Former US President Donald Trump’s recent interview with Israeli journalist Barak Ravid has seemingly hit the wrong chord with numerous people. Apart from revealing his true notions regarding Benjamin Netanyahu, Trump also contentiously invoked a lot of antisemitic tropes.
Slammed by numerous Jewish groups in America, Trump was bludgeoned by major organizations for his stance on American Jews, who he wrongfully claimed ‘don’t like’ Israel. In his interview with Ravid, Trump said, “I must be honest, it’s a very dangerous thing that’s happening. People in this country that are Jewish no longer love Israel. I’ll tell you, the evangelical Christians love Israel more than the Jews in this country. It used to be that Israel had absolute power over Congress.
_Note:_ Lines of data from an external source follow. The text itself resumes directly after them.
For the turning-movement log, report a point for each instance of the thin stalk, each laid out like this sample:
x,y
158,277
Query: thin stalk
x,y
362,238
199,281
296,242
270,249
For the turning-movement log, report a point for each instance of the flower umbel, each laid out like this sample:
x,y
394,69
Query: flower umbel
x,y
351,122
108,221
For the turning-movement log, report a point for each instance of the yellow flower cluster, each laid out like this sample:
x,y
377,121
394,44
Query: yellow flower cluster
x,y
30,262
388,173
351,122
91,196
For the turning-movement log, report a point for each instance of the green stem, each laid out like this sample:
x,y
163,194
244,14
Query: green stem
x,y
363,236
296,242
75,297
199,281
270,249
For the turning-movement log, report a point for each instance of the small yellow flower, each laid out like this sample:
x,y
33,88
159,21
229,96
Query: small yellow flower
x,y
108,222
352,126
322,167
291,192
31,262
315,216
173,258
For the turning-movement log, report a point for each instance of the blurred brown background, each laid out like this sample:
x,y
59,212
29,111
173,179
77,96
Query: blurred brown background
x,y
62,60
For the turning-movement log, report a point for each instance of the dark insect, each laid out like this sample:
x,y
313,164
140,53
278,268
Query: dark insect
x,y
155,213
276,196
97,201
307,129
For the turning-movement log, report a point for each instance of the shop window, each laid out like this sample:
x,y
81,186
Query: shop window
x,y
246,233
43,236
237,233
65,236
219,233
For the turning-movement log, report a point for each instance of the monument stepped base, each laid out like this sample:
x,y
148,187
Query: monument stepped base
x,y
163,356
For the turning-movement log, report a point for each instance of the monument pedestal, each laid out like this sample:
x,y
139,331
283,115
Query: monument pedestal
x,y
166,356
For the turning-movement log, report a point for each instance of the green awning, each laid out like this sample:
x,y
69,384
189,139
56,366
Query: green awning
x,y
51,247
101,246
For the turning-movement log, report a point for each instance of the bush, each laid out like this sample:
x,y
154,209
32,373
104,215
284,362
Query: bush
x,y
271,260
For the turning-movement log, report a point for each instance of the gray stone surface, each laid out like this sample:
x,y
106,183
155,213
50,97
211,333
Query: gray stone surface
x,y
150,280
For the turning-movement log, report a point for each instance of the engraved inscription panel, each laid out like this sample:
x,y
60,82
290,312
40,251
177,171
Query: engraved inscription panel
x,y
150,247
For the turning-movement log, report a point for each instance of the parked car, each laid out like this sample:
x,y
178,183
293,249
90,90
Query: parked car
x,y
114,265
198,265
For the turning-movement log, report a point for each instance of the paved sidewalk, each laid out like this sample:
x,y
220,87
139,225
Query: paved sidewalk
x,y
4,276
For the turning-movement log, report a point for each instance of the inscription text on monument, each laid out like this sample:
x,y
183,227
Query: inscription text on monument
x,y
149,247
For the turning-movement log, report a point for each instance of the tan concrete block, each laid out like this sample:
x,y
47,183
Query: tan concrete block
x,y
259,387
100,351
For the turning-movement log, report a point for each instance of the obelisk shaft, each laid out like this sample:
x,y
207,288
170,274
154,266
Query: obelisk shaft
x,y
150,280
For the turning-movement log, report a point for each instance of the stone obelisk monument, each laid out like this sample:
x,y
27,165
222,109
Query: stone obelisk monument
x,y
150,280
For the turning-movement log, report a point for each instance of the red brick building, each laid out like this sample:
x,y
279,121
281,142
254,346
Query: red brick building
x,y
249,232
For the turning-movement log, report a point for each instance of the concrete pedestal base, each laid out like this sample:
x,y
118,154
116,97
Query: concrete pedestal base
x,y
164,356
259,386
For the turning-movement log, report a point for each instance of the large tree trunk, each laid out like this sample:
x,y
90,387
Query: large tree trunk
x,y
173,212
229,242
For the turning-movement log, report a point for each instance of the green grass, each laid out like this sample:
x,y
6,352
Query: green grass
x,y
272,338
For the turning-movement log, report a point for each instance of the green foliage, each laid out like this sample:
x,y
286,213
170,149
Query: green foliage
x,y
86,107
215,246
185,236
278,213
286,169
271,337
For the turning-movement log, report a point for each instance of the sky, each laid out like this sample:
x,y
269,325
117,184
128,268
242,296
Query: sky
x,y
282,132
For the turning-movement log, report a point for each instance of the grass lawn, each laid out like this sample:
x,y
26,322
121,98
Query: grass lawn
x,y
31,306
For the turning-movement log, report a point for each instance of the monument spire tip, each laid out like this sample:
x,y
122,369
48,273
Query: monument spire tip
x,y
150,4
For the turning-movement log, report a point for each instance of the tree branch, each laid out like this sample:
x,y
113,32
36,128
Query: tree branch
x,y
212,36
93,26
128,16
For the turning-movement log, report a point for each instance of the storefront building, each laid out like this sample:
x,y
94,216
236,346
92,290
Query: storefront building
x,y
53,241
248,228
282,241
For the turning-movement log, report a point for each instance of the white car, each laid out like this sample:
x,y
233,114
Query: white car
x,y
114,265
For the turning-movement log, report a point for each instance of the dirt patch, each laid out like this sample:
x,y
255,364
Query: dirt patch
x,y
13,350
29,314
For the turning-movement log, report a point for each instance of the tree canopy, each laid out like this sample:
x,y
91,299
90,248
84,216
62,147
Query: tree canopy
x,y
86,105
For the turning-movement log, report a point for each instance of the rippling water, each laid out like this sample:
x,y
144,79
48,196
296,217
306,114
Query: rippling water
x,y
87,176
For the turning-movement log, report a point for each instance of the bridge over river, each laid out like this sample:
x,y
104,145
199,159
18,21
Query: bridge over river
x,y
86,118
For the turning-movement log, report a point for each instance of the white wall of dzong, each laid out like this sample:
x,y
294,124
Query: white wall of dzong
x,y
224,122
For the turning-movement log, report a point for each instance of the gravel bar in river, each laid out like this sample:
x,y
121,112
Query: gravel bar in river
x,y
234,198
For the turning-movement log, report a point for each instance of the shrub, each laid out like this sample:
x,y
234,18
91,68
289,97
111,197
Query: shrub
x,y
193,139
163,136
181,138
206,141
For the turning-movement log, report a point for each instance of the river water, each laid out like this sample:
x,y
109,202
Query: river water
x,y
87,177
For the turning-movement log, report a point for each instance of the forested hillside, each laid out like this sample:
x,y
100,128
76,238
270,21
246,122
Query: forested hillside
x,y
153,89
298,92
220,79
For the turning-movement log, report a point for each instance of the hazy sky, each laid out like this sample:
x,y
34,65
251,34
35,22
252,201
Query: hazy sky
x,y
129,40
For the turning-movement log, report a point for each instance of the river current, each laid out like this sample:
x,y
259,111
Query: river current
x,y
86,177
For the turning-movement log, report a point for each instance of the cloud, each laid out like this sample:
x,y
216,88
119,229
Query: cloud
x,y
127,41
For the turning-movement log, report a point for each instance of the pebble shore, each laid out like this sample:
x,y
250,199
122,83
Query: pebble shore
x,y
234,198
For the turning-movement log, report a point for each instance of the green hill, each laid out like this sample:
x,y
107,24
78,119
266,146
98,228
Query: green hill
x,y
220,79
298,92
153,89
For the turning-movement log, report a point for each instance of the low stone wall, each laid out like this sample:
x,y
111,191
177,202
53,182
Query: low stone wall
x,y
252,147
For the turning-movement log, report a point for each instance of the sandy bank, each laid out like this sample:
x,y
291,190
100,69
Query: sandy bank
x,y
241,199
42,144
And today I think it’s the exact opposite.”
Trump also criticized Jewish voters, for not lending him their support in the 2020 presidential election. “And yet in the election, they [Democratic Party candidates] still get a lot of votes from the Jewish people. Which tells you that the Jewish people, and I’ve said this for a long time, the Jewish people in the United States either don’t like Israel or don’t care about Israel,” he said.
To all of these comments and more, Jewish groups in the United States responded strongly, accusing Trump of anti-Semitism. The American Jewish Congress condemned the former president for trafficking in ‘radioactive anti-Semitic tropes in a Tweet that read, “Why is Mr. Trump once again fueling dangerous stereotypes about Jews? His past support for Israel doesn’t give him license to traffic in radioactive antisemitic tropes — or peddle unfounded conclusions about the unbreakable ties that bind American Jews to Israel. Enough!”
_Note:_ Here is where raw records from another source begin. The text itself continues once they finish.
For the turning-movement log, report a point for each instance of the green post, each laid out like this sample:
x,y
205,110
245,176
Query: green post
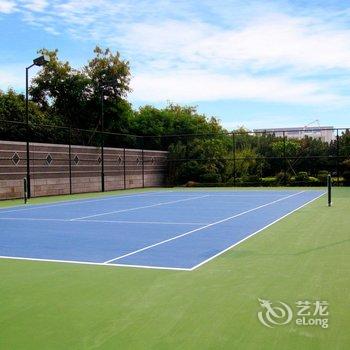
x,y
329,188
25,190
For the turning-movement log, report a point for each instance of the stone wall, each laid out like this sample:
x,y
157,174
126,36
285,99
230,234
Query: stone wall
x,y
51,166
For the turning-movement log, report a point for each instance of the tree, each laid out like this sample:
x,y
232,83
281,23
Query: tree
x,y
75,95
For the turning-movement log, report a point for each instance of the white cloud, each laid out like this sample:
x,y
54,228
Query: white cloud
x,y
187,86
7,6
11,76
35,5
179,52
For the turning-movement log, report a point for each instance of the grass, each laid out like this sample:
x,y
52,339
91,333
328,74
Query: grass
x,y
306,256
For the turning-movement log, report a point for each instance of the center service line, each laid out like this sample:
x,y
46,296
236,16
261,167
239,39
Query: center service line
x,y
203,227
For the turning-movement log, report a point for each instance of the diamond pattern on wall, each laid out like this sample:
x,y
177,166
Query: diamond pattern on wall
x,y
15,158
48,159
119,160
76,160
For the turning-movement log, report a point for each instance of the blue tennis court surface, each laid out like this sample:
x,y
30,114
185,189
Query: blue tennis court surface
x,y
172,230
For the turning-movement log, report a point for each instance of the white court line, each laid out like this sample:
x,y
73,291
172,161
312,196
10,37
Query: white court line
x,y
93,263
158,267
137,208
201,228
108,221
254,233
74,201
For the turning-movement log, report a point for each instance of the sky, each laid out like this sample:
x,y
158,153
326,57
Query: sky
x,y
257,64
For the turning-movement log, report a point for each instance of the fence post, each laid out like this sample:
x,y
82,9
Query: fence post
x,y
285,159
338,157
70,159
124,168
143,162
234,158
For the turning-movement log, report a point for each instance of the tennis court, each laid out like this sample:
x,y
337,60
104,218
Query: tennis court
x,y
160,229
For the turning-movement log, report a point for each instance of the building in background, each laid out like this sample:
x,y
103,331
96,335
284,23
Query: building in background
x,y
324,133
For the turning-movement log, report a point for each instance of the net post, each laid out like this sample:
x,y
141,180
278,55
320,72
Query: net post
x,y
329,189
25,190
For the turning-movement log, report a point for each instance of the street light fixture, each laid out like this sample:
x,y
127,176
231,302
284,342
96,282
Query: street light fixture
x,y
39,61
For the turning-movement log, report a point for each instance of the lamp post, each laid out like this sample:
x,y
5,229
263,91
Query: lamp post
x,y
39,61
102,134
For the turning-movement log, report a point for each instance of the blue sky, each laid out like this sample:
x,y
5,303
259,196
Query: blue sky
x,y
252,63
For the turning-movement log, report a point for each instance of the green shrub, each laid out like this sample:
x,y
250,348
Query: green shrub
x,y
210,178
268,181
302,176
252,180
346,177
283,178
322,176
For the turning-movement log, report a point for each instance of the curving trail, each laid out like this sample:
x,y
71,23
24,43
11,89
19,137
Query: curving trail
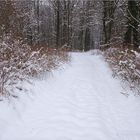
x,y
83,102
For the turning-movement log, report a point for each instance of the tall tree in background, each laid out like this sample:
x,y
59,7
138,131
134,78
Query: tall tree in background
x,y
131,35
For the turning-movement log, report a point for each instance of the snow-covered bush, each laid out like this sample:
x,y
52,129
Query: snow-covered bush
x,y
18,63
125,63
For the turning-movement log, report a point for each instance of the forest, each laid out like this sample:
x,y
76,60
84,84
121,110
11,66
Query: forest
x,y
69,70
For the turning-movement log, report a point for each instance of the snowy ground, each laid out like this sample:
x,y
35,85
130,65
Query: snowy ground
x,y
82,102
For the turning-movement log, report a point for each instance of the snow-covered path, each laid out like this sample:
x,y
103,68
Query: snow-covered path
x,y
83,102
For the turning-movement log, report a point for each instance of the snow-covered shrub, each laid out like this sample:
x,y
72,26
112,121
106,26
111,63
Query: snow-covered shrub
x,y
18,62
125,63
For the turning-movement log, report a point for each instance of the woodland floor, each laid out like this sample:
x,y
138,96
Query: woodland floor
x,y
81,102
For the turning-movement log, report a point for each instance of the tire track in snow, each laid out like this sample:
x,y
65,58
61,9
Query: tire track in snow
x,y
75,105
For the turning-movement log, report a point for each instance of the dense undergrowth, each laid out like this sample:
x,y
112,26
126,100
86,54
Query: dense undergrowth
x,y
125,63
19,62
Jonathan Greenblatt, CEO of the Anti-Defamation League, also condemned Trump’s remarks, tweeting, “Once again, former President Trump has linked his lack of strong support among most US Jews to their feelings about Israel and used classic antisemitic stereotypes about Israeli and Jewish control of Congress and the press to bolster his argument.
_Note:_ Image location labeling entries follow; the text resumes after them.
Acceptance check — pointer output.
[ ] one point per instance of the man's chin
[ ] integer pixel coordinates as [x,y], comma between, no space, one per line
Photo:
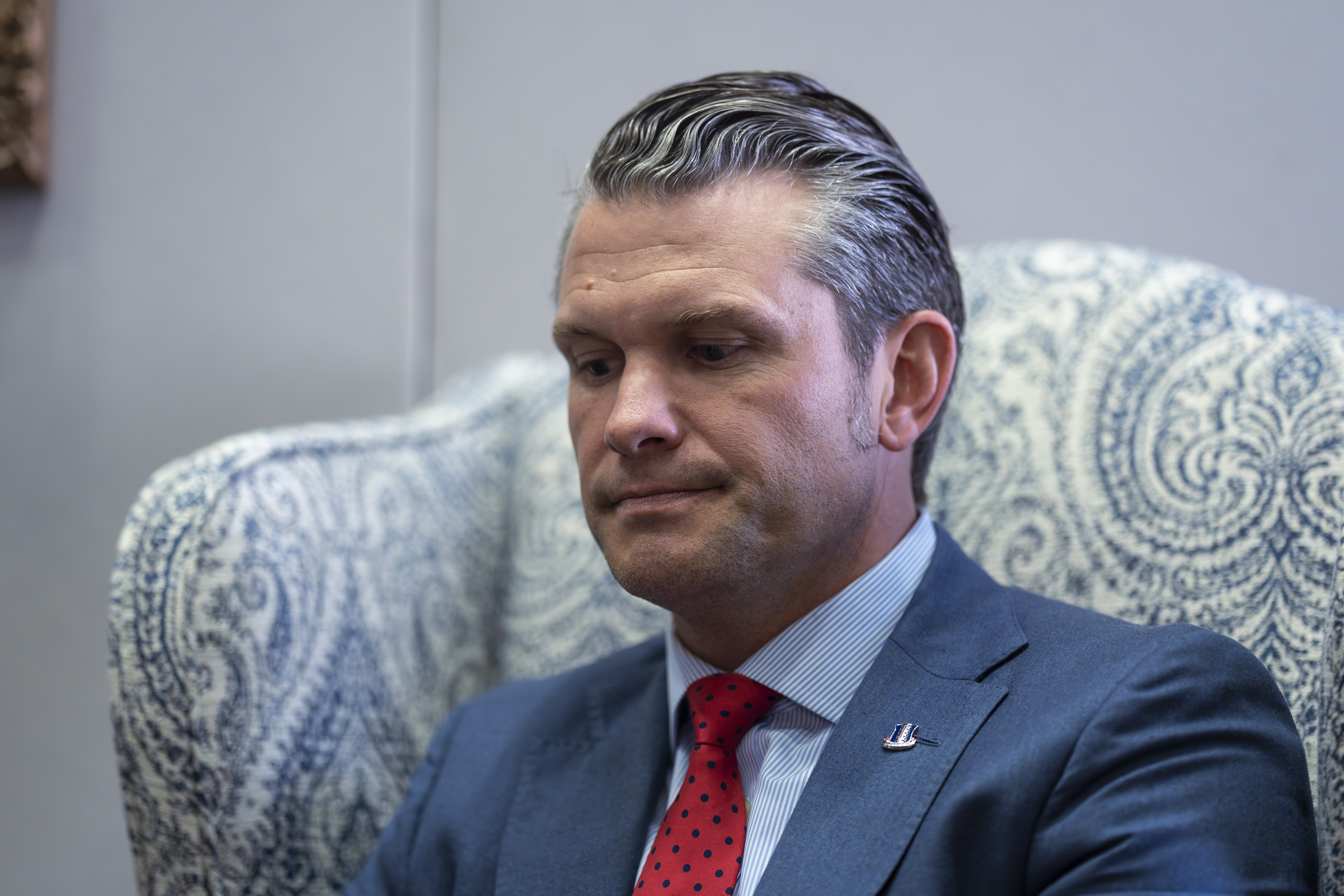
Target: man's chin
[667,570]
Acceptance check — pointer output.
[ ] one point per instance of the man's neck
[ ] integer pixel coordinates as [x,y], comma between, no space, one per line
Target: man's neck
[734,629]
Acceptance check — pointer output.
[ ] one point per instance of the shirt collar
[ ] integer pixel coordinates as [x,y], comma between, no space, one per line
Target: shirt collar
[820,660]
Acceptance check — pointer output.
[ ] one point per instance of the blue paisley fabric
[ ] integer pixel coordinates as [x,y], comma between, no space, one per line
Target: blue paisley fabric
[295,610]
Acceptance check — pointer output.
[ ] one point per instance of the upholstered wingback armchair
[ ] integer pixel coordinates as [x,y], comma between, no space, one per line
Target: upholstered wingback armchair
[295,610]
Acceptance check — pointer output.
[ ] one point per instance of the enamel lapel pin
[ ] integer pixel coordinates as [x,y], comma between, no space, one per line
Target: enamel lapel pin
[904,738]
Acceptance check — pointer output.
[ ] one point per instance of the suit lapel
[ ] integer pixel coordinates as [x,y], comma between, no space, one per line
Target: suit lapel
[582,808]
[862,804]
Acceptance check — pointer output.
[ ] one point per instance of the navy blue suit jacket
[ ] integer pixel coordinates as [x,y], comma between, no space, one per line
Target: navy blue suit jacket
[1077,754]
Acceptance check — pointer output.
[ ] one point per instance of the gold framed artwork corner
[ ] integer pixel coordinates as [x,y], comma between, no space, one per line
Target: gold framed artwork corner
[25,92]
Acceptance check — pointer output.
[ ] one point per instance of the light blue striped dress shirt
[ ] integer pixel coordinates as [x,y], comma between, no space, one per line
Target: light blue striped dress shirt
[816,664]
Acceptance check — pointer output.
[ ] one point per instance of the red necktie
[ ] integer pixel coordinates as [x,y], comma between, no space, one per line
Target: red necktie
[699,844]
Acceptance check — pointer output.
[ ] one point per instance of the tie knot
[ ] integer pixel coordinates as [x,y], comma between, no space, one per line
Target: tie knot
[725,706]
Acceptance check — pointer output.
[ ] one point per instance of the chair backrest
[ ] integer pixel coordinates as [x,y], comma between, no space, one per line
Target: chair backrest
[295,610]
“It’s sad that once again we have to restate this point, but the vast majority of American Jews support and have some type of connection to Israel, regardless of which political candidate they vote for. Let me be clear: insinuating that Israel or the Jews control Congress or the media is antisemitic, plain, and simple. Unfortunately, this is not the first time he has made these offensive remarks,” said Greenblatt.